Urgut is a small town. It is "lost" in the eastern part of the Zeravshan River valley between Turkestan (in the north) and Zeravshan (in the south) ranges.
Urgut never played an important role in history, although it is considered as one of the ancient cities of Uzbekistan. It is noteworthy that some communities of Uzbekistan, Afghanistan and Tajikistan are separating themselves into a separate ethnic community - Urgutlik, linking their origin with the city of Urgut. This shows the originality of this city’s culture.
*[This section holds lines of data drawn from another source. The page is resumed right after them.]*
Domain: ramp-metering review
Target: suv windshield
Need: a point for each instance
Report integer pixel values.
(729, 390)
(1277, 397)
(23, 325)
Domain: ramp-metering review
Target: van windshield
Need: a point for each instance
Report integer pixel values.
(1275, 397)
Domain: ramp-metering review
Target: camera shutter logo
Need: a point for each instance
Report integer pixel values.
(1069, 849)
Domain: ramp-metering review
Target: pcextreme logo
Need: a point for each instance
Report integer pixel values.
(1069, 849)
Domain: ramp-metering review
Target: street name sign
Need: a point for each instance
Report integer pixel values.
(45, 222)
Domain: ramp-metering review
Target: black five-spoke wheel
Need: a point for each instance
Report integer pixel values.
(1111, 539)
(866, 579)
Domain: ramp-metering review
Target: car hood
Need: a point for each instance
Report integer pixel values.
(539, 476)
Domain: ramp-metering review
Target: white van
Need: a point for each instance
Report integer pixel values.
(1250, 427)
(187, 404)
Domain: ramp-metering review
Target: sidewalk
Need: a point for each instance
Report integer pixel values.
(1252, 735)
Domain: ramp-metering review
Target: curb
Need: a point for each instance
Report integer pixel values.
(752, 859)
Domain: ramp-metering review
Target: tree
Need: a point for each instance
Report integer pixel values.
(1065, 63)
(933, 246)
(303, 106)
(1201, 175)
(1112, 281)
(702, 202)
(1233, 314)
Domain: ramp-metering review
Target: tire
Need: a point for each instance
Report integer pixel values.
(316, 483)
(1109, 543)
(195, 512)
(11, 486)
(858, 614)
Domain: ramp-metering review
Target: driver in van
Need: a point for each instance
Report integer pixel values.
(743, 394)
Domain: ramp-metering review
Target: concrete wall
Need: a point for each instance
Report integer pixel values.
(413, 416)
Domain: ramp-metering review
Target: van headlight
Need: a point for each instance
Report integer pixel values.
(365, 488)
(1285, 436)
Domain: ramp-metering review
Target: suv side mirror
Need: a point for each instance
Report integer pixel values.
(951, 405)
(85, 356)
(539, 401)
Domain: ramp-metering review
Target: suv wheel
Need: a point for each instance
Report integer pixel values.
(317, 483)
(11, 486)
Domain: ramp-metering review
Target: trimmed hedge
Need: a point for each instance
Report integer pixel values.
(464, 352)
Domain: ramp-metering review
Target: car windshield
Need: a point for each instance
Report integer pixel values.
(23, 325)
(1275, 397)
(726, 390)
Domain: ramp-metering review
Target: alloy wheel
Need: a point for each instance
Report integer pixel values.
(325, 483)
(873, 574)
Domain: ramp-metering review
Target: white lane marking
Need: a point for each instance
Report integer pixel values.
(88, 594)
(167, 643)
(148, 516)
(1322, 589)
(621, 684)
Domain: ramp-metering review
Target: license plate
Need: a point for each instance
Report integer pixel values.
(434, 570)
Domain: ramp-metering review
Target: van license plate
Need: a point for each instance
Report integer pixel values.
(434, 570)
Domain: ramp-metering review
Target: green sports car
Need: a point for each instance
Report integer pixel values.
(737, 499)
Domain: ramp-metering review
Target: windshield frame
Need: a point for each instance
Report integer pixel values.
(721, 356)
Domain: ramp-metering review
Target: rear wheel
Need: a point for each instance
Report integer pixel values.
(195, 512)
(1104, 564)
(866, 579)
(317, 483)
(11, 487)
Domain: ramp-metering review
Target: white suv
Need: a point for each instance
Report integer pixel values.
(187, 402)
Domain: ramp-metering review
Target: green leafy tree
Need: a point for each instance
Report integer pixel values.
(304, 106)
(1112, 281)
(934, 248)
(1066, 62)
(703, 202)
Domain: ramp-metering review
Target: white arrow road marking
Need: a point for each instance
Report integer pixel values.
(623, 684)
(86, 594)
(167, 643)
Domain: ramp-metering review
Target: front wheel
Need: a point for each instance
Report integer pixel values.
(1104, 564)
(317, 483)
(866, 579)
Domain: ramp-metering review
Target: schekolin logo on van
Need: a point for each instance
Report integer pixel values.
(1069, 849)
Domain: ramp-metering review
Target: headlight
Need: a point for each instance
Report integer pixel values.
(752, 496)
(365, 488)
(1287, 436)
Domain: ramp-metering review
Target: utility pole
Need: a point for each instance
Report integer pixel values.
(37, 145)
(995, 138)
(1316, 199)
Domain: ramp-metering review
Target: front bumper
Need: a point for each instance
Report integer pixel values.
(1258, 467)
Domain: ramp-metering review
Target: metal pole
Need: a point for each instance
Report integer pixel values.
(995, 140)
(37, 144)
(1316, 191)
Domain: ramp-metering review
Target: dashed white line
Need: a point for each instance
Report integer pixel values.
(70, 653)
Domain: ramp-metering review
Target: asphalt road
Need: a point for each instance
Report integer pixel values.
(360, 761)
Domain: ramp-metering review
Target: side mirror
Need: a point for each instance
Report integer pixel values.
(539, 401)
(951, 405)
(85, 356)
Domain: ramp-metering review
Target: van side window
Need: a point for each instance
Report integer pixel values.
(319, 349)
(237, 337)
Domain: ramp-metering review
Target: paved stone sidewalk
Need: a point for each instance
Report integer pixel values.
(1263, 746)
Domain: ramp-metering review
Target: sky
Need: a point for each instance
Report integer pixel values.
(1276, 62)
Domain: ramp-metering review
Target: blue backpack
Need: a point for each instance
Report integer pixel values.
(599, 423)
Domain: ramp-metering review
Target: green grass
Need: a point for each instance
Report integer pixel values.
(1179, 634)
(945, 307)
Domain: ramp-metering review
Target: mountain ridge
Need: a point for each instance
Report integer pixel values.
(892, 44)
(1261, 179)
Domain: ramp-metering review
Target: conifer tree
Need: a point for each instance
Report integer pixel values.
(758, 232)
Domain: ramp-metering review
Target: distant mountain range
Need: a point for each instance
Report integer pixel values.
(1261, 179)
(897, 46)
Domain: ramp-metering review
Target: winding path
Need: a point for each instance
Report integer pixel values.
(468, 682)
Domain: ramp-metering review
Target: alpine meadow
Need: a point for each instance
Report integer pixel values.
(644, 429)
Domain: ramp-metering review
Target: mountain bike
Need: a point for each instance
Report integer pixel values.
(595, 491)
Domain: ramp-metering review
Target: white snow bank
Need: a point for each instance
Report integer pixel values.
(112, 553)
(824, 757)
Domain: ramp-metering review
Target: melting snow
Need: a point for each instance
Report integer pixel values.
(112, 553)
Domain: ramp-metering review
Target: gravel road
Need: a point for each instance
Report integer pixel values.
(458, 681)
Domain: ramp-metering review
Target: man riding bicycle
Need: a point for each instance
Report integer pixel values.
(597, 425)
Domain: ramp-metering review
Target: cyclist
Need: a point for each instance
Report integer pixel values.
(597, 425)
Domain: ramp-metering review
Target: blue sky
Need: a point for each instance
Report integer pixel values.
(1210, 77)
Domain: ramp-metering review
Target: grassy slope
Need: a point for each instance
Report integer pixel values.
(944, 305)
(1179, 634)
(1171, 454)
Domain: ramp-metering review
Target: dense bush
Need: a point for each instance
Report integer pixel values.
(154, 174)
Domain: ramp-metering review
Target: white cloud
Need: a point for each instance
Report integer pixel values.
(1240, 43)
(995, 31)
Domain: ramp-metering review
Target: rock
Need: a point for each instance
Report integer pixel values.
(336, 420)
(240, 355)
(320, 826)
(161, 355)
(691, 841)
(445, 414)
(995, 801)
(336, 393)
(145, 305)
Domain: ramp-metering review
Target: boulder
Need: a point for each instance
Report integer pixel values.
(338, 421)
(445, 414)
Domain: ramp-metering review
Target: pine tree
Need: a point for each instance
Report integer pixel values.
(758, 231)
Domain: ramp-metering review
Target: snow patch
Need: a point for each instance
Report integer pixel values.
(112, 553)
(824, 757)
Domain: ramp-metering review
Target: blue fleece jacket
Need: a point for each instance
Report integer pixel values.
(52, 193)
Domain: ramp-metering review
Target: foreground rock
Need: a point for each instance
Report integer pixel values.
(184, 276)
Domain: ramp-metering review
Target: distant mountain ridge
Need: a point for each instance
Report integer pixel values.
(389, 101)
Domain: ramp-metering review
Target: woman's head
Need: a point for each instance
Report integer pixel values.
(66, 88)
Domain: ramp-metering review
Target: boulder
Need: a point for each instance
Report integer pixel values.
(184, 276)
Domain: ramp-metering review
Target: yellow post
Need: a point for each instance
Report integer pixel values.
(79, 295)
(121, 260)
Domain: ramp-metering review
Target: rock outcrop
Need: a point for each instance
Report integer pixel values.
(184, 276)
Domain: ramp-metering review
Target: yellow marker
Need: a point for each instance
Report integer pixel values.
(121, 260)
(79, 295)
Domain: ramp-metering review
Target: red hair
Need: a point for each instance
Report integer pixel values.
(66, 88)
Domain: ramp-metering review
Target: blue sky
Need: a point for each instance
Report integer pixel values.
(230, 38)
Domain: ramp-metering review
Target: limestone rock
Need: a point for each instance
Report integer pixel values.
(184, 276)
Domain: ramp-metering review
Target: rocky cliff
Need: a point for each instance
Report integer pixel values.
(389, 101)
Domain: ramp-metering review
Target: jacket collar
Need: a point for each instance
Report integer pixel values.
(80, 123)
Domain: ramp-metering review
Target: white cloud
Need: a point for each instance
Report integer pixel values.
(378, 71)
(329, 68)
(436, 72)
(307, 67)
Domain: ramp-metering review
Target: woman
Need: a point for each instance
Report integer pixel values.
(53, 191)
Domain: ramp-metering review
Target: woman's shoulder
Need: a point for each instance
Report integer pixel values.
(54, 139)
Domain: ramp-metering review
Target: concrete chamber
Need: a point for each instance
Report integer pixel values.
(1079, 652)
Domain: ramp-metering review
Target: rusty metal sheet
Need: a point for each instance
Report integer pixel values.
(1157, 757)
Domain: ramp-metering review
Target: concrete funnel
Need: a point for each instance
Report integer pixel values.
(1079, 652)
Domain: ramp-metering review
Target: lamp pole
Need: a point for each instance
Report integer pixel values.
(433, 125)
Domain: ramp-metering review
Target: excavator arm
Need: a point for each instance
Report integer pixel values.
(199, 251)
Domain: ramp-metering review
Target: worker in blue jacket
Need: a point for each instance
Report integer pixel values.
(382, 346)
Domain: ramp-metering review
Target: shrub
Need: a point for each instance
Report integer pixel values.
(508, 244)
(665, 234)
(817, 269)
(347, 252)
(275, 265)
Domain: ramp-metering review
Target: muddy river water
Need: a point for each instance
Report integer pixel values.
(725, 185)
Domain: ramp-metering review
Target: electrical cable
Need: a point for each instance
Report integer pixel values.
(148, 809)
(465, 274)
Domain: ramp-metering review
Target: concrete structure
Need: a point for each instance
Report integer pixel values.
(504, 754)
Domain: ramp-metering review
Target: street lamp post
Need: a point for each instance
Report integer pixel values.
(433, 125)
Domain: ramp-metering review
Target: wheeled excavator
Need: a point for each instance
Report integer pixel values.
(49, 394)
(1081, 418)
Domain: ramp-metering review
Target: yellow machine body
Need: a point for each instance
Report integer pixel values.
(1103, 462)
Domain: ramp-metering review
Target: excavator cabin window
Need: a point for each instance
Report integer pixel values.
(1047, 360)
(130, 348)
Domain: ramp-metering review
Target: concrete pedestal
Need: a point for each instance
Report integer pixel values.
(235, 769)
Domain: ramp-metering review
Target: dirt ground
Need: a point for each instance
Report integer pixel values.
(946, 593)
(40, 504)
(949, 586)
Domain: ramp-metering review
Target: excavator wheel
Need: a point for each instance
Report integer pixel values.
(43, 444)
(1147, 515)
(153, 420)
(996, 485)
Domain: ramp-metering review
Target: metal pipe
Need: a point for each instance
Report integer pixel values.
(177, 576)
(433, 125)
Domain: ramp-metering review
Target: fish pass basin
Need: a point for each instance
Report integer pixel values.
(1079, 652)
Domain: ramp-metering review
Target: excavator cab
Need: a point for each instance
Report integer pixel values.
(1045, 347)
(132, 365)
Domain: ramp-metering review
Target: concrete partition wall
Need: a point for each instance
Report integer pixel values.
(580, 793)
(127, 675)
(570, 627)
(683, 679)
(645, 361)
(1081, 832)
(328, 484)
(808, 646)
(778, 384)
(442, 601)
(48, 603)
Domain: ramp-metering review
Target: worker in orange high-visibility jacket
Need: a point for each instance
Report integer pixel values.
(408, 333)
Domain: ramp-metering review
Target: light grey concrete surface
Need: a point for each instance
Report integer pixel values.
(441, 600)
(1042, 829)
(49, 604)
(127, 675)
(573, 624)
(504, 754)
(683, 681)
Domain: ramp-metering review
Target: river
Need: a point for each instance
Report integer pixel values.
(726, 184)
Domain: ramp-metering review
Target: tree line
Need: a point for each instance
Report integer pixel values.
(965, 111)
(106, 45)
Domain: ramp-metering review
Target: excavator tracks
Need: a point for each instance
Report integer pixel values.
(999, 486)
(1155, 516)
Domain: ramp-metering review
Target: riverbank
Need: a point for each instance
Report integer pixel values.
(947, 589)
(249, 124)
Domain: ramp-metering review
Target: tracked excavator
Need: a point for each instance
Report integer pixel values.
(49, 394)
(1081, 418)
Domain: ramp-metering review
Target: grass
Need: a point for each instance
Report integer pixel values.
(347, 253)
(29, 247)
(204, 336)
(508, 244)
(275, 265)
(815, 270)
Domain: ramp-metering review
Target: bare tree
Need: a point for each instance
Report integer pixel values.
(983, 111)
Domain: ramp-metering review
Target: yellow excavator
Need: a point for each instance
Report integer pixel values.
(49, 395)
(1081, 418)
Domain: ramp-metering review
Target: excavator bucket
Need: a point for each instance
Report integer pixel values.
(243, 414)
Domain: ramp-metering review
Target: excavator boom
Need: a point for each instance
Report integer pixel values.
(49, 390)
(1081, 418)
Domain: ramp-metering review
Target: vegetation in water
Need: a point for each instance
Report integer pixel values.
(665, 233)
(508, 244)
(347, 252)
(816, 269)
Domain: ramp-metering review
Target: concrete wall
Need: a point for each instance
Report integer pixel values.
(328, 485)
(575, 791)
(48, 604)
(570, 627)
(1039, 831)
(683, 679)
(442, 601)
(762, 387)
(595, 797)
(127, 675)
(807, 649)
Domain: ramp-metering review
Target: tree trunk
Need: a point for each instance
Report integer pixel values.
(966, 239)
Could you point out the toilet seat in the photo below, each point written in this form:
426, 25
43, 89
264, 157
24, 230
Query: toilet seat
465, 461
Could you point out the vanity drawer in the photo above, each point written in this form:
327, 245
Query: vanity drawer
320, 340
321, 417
The toponym Urgut was "appeared" in the 17th century. It was associated with one of the tribe clans of Uzbeks of those times. The very same settlement appeared in the foothills of the Zeravshan range earlier. It is known that in the late Middle Ages, Urgut was a fortified fortress that controlled the way to Shakhrisabz. In the days of the Bukhara emirate, Urgut was first the center of the province (bekstvo), and then for a while existed as a formally independent Bekstvo, submitting to Bukhara only nominally. Since the 18th century, Urgut was ruled by Uzbek military mingi governors. Russian troops during the war with the Bukhara emirate seized a strategic fortress (1868). Now Ugrut is the center of the region.

The cultural heritage of Urgut allows us to talk about it as a potential tourist center. Firstly, Urgut is a city of traditional crafts (pottery, carpet weaving) and a large oriental bazaar. Secondly, there are several amazing objects in the city and its surroundings. The main attraction of Urgut is Char Chinor (Four Chinars). It is a garden of giant ancient plane trees (chinaras), the age of some exceeds one thousand years. They grow near a sacred spring in a protected tract.

There is a picturesque plateau of Shaitan Jiga, or the Helmet of the Devil in the vicinity of Urgut. The area is shrouded in various legends, and the natural outlines of rocks are amazing. Since 1996, the remains of a Christian Nestorian church of the 9th century, which were considered semi-legendary, were discovered.

In addition to its archaeological and natural attractions, Urgut is famous for its clean air, which has contributed to the emergence of several recreation centers in the city. The mountains near Urgut are replete with cave labyrinths and are revered by speleologists.